Three months have passed since the last entry. There are many things we've been busy with. 

I. School

  • They both love it
  • Aviva's class is learning punctuation and they make sounds for the different punctuation marks. She says those sounds when she reads or when she writes. "Dear Aunt Shira whoop! How are you doing hmmmmm? I went to school this week whoop! but I had last week off clap. We're having a party in my class yes!" The sounds that the punctuation marks make are "whoop! hmmmm? clap! yes!"
II. Home
  •  Noah likes to hold my hand when we walk, and last week when the babysitter picked him up from school, he held her hand. I think that's very sweet.
  • Aviva has been calling Josh and I "aba" and "eema" which is Hebrew, but she puts it together with Spanish. "Hola, eema!"
  • Aviva is also doing a lot of writing, and she likes to spell things correctly so she's constantly asking how you spell various words. They've both been saying "what the...." a lot, and she asked how to spell it. I think they think that's the entire expression. Nothing comes after it.
  • When Aviva takes her shirt off, or when I pull it off for her over her head with her arms up, she always takes a big deep breath, as if she'll be underwater or won't have any air when her face is covered with the shirt.
  • Josh has added a wall and a loft to our room so now Aviva has her own bedroom. 
  • There's some word slip-ups that need to be documented (all by Aviva):
    • oatmeal = oatmule
    • gutters = udders
    • mentos = lentils
    • asparagus = exparagus
    • especially = expecially
    • hips/ love handles = handlebars
  • Nina and Judah visited, and also August and Tanner and we had fun with them
  • We hiked a little mountain so we could have pancakes at the top, something they do every once in a while. 
  • We took a music class with Melita of Octopretzel and the kids really liked singing and dancing around in the grass.
  • We went to our friends' farm and camped there, and went to Armstrong Woods park to see Josh's cousin Teake. Teake is a wooshu expert (kind of like kung fu) and he fought the kids simultaneously with all weilding sticks. 



West Point Inn, w/pancakes

                                                            Melita's music class

                                                                    Teake + sticks

                                                             Three Springs Farm pigs                         
                                                 Halloween: gargoyle + Snow White w/wings

                                             Kids raked leaves and played and jumped in them

                                                Aviva's room and our room, mid-construction


Teake (+ Aviva + stick)

Chanukkah dinner w/latkes and Jill/Dan/Theo/Brennan and Nana/Papa


August and Tanner




Noah w/weird photo settings on my phone

                                                               Grandma, Fukashima, leaves

                                                                            More leaves

Tuesday, August 3, 2021

Casi lista para regresar

We are living in the Jalatlaco neighborhood. It's pronounced barrio ha lot la ko. We like this area a lot; it's close to the center of everything, there are cobblestone streets and lots of brightly painted walls and murals on the walls, and there are interesting coffee shops and little shops. 

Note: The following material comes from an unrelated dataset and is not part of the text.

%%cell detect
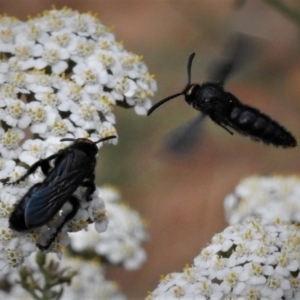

Something else that's nice about our barrio and Oaxaca in general: when you pass people on the street, they always greet you with "buenos dias," or "buen noche" or sometimes just a head nod. But there is an acknowledgement, just about every time.

Also, in Oaxaca and all around the area, women are often wearing traditional dress. In the villages it's mostly the dresses with lace collars and pleats and the apron over it. This is also the dress of the tamale saleswomen and the house cleaners. In the city (of Oaxaca) there are several different styles. And the hipster women wear them and the teenage girls wear them and they're in the windows of the shops around town. There's embroidery in 4 main styles and designs. I bought a couple last time and I get compliments on them when I wear them in Berkeley. I bought a couple more this time.  

 



This last picture is our house, once you open the gate

We had an adventure a couple weekends ago. We went to a weaving village called Santo Tomas Jaleiza and saw many women weaving. The kids mostly liked the exercise equipment nearby, but Josh and I liked to see the style of weaving that is done there. Then we went to a balneario, or a waterpark that was nearby. We've been going to many balnearios and the kids really like the slides and whatever play equipment they had there, which was also swings and seesaws. We met a woman and her two kids and had really interesting conversations about when she came to the US at age 16 from another nearby village. She later invited us to a birthday party in her town (she lives in San Diego now but visits every year at the village where she grew up, and she has a house there). (Getting home was fine, and I won't go into the details of us standing on the highway flagging down taxis, or about Aviva getting attacked by a cactus).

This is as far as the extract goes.